Alternatively, you can run it directly in the same Python process:

# Choose the appropriate model
run.run(pretrain_1b, direct=True)  # For 1B pre-training
# or
run.run(finetune_7b, direct=True)  # For 7B fine-tuning

BioNeMo Integration with Evo 2#

NVIDIA’s BioNeMo Framework provides specialized support for Evo 2 models in genomics and biological applications. BioNeMo adapts the Hyena architecture specifically for biological sequence modeling tasks.

The BioNeMo Evo 2 documentation provides comprehensive details about:

  • Model architecture and capabilities

  • Available model variants (1B, 7B, and 40B)
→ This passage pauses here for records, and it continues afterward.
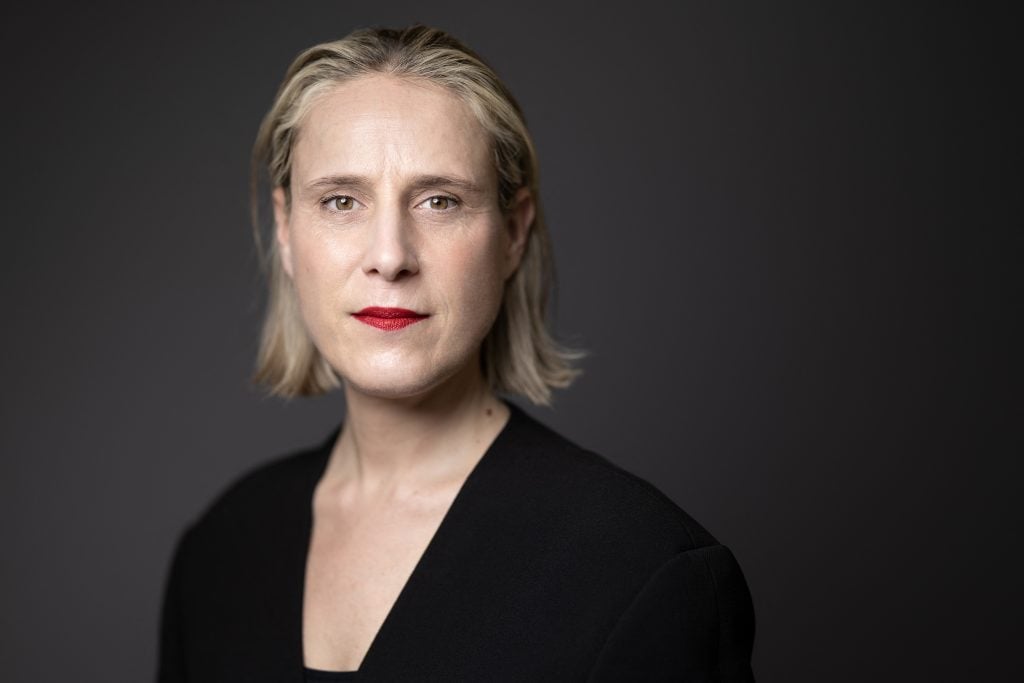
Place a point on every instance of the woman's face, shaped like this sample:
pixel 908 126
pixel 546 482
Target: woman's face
pixel 393 237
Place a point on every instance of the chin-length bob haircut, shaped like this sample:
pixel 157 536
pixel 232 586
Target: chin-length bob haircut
pixel 518 355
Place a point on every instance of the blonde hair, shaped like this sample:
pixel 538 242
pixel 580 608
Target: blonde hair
pixel 518 355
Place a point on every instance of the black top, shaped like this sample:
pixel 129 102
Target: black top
pixel 316 676
pixel 551 564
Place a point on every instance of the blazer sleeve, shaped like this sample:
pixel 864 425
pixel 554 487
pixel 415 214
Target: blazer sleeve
pixel 171 662
pixel 693 622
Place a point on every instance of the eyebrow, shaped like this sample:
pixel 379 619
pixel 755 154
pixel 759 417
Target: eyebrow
pixel 418 183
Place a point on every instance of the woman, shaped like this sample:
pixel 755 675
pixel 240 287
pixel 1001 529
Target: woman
pixel 439 534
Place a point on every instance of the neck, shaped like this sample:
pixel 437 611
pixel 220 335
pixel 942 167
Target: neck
pixel 391 446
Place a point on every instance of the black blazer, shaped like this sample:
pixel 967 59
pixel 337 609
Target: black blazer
pixel 552 564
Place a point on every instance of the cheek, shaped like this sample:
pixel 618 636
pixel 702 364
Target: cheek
pixel 318 267
pixel 480 281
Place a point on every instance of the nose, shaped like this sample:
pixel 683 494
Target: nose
pixel 390 252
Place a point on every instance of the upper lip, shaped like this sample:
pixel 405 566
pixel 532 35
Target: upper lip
pixel 383 311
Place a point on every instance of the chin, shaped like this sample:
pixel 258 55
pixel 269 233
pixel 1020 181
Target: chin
pixel 408 380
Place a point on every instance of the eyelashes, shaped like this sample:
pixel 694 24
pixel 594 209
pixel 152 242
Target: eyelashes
pixel 346 203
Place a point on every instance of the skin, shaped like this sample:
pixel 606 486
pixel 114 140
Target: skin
pixel 393 203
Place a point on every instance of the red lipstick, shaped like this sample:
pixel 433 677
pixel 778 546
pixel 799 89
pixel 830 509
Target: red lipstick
pixel 388 318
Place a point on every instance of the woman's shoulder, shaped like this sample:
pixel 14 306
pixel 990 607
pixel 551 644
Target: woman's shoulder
pixel 582 492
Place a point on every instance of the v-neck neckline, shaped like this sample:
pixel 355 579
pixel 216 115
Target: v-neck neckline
pixel 443 529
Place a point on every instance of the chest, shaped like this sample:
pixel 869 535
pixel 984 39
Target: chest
pixel 358 562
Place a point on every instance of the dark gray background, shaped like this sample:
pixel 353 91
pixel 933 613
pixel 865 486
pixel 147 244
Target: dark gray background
pixel 787 235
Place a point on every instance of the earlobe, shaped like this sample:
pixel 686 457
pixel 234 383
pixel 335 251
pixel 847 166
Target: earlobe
pixel 282 229
pixel 519 221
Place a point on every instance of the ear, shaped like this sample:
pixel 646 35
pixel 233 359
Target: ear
pixel 518 221
pixel 282 229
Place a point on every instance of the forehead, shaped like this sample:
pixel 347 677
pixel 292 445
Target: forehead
pixel 382 125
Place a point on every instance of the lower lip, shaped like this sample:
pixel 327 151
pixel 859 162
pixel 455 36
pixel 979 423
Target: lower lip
pixel 389 324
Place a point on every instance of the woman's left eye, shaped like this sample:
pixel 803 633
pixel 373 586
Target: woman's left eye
pixel 440 203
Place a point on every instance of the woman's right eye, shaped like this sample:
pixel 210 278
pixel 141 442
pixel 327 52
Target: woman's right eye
pixel 340 203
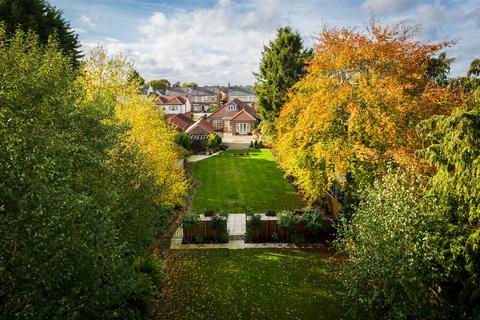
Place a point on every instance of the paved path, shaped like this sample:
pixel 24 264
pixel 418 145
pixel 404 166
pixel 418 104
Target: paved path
pixel 237 225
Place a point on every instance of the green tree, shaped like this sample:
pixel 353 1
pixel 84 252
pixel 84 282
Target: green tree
pixel 77 202
pixel 454 150
pixel 43 19
pixel 395 265
pixel 282 65
pixel 214 141
pixel 161 84
pixel 136 78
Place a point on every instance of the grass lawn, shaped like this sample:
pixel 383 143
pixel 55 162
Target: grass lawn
pixel 249 284
pixel 236 184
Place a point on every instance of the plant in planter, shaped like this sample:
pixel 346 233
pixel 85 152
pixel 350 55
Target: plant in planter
pixel 270 213
pixel 253 227
pixel 190 221
pixel 209 213
pixel 287 220
pixel 314 221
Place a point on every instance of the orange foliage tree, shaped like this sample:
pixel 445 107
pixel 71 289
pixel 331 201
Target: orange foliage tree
pixel 357 107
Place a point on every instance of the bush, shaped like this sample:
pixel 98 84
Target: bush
pixel 190 221
pixel 209 213
pixel 183 140
pixel 214 141
pixel 314 221
pixel 287 220
pixel 148 278
pixel 199 238
pixel 394 271
pixel 297 238
pixel 271 213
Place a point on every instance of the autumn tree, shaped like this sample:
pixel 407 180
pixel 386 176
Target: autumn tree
pixel 357 107
pixel 282 65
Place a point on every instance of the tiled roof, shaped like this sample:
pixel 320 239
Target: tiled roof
pixel 171 100
pixel 223 112
pixel 243 115
pixel 181 121
pixel 202 123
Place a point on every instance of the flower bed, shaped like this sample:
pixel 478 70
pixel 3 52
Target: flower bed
pixel 204 229
pixel 288 226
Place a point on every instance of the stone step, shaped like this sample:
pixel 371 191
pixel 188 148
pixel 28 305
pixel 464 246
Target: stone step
pixel 234 237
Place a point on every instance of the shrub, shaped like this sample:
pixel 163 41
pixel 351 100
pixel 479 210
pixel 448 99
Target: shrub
pixel 209 213
pixel 183 140
pixel 314 221
pixel 199 238
pixel 297 238
pixel 287 220
pixel 395 270
pixel 190 221
pixel 214 141
pixel 270 213
pixel 274 236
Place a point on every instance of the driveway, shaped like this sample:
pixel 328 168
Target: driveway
pixel 236 142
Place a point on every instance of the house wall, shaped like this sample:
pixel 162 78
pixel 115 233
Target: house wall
pixel 233 124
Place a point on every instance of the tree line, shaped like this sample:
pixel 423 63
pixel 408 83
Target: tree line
pixel 374 110
pixel 89 176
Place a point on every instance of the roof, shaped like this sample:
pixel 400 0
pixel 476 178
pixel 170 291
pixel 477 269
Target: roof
pixel 171 100
pixel 181 121
pixel 223 112
pixel 243 115
pixel 241 91
pixel 203 124
pixel 201 91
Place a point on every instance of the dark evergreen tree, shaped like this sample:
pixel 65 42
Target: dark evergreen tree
pixel 43 19
pixel 282 65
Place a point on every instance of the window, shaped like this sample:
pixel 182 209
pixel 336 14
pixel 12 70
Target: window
pixel 243 128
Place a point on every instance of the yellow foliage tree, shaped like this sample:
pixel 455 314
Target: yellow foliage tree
pixel 357 107
pixel 148 131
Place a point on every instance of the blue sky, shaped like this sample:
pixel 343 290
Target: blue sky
pixel 220 41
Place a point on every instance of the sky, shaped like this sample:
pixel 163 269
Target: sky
pixel 219 41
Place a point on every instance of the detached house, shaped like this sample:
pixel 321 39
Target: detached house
pixel 181 121
pixel 245 94
pixel 174 105
pixel 234 117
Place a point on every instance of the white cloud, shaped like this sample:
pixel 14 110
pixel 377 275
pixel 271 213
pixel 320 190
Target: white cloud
pixel 223 42
pixel 87 21
pixel 210 46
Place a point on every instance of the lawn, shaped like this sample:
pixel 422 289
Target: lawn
pixel 249 284
pixel 237 184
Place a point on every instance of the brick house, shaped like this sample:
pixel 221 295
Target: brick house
pixel 234 117
pixel 181 121
pixel 173 105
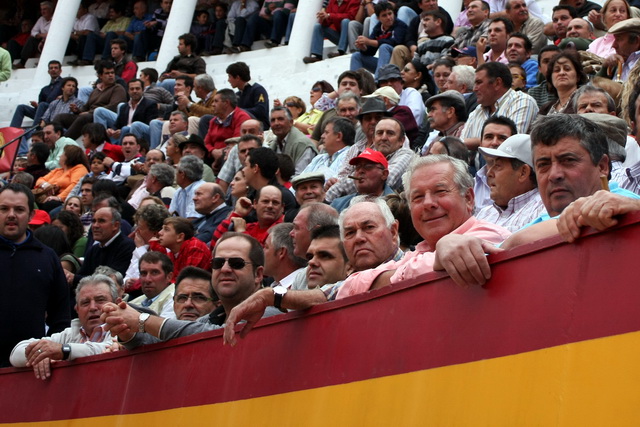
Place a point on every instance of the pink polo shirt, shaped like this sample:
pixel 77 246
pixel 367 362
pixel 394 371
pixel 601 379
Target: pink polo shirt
pixel 421 260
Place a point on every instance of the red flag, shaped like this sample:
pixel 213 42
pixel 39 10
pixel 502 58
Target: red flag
pixel 8 155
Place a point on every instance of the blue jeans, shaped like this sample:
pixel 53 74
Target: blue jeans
pixel 338 38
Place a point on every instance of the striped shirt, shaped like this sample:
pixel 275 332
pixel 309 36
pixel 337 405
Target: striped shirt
pixel 518 106
pixel 520 211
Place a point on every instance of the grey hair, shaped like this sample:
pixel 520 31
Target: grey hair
pixel 386 213
pixel 108 271
pixel 281 238
pixel 96 279
pixel 461 176
pixel 590 88
pixel 205 81
pixel 164 173
pixel 192 167
pixel 320 214
pixel 466 75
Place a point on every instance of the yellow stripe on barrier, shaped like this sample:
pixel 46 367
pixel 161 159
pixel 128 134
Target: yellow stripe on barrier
pixel 586 383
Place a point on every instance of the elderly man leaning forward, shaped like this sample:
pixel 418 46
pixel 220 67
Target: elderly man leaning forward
pixel 370 236
pixel 571 161
pixel 85 336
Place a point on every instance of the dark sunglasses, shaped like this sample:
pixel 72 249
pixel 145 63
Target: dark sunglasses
pixel 235 263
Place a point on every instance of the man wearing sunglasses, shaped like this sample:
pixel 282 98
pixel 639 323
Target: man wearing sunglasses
pixel 234 279
pixel 194 295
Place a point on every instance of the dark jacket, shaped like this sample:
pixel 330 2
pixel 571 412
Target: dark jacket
pixel 33 292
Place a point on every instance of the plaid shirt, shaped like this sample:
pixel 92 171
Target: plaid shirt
pixel 518 106
pixel 520 211
pixel 628 178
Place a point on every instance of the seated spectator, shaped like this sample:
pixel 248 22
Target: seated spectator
pixel 185 63
pixel 70 223
pixel 338 135
pixel 279 261
pixel 156 273
pixel 262 23
pixel 194 296
pixel 541 92
pixel 233 279
pixel 252 96
pixel 370 177
pixel 289 140
pixel 134 35
pixel 155 28
pixel 124 121
pixel 73 166
pixel 85 336
pixel 209 202
pixel 510 175
pixel 36 109
pixel 157 182
pixel 97 41
pixel 225 124
pixel 370 238
pixel 416 75
pixel 149 220
pixel 269 211
pixel 176 239
pixel 389 75
pixel 496 98
pixel 106 94
pixel 94 138
pixel 39 33
pixel 387 34
pixel 565 74
pixel 84 24
pixel 188 178
pixel 333 23
pixel 327 259
pixel 519 52
pixel 237 20
pixel 36 160
pixel 112 248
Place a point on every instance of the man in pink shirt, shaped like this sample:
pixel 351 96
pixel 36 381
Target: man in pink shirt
pixel 440 194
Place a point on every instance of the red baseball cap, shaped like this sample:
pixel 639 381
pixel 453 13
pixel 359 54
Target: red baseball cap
pixel 40 217
pixel 372 156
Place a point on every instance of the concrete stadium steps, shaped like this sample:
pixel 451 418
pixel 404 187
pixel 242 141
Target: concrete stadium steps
pixel 276 69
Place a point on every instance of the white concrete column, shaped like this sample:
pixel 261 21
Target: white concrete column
pixel 179 22
pixel 300 41
pixel 57 39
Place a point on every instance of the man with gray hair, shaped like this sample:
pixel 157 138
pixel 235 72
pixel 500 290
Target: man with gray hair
pixel 112 247
pixel 280 263
pixel 369 233
pixel 205 89
pixel 188 178
pixel 85 336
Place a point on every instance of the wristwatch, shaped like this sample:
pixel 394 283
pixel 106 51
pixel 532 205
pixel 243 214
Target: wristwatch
pixel 278 293
pixel 143 318
pixel 66 351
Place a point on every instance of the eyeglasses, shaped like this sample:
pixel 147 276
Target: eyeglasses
pixel 234 262
pixel 195 298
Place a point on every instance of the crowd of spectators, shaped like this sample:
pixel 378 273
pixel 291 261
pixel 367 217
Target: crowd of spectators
pixel 185 208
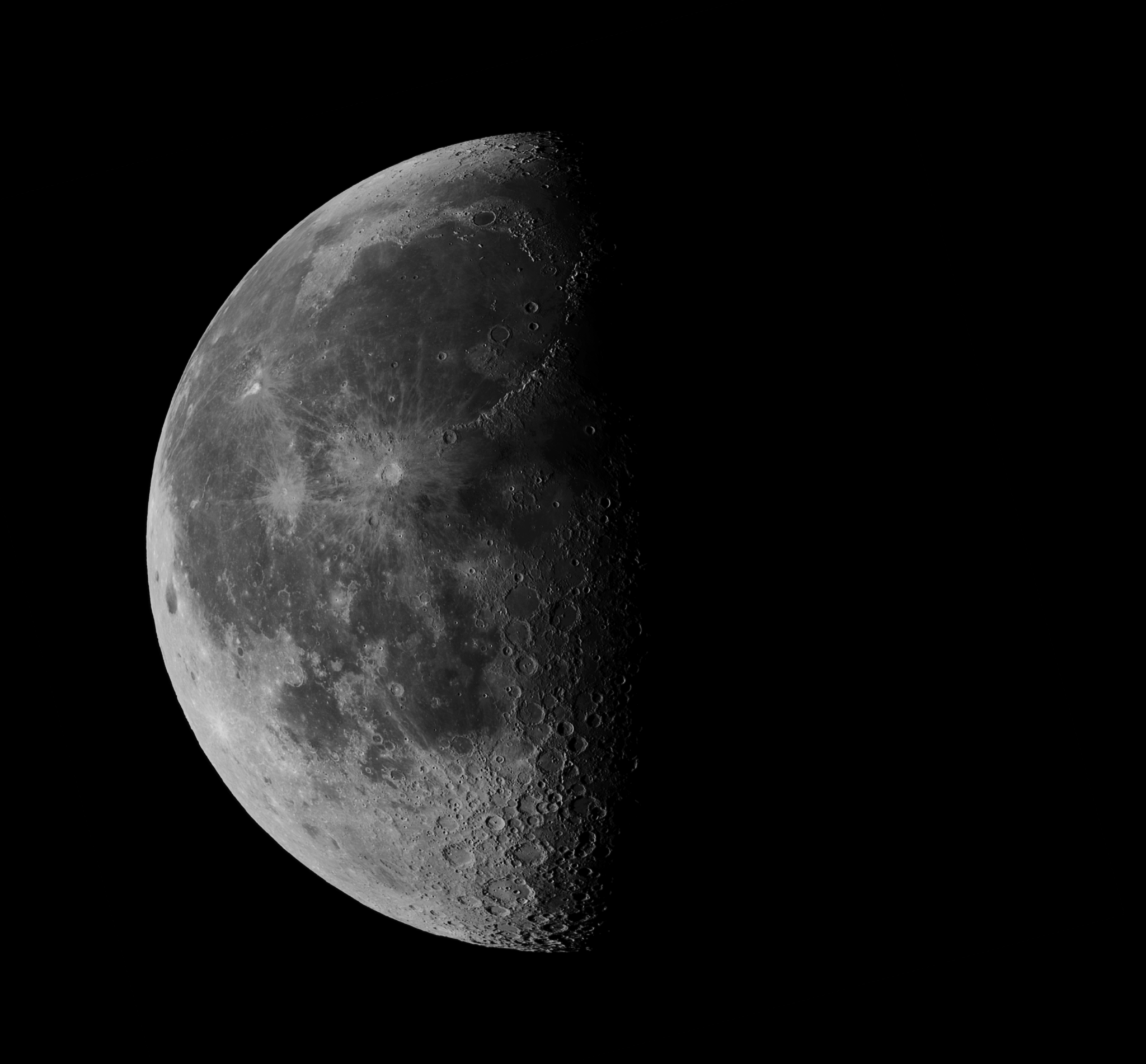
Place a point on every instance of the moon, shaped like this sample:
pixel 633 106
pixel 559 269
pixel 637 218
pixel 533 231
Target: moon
pixel 390 550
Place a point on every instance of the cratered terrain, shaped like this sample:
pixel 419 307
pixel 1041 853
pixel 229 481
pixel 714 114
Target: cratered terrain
pixel 391 549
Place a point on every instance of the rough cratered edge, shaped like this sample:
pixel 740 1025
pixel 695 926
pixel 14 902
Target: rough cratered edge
pixel 232 683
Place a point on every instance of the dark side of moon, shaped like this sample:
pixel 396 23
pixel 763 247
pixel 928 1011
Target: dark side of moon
pixel 390 552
  • Training diagnostics and benchmarks

  • Performance characteristics across different context lengths and cluster sizes

  • Zero-shot variant effect prediction for BRCA1 genes

For users interested in applying Evo 2 to their biological data, BioNeMo provides a fine-tuning tutorial that walks through:

  • Data preparation for genomic sequences

  • Fine-tuning process with biological datasets

  • Evaluation of model performance on biological tasks

  • Best practices for biological sequence modeling

The BioNeMo implementation achieves comparable or better accuracy than the original models, with the BioNeMo Evo 2 7B model reaching an AUROC of 0.87 on BRCA1 variant effect prediction tasks.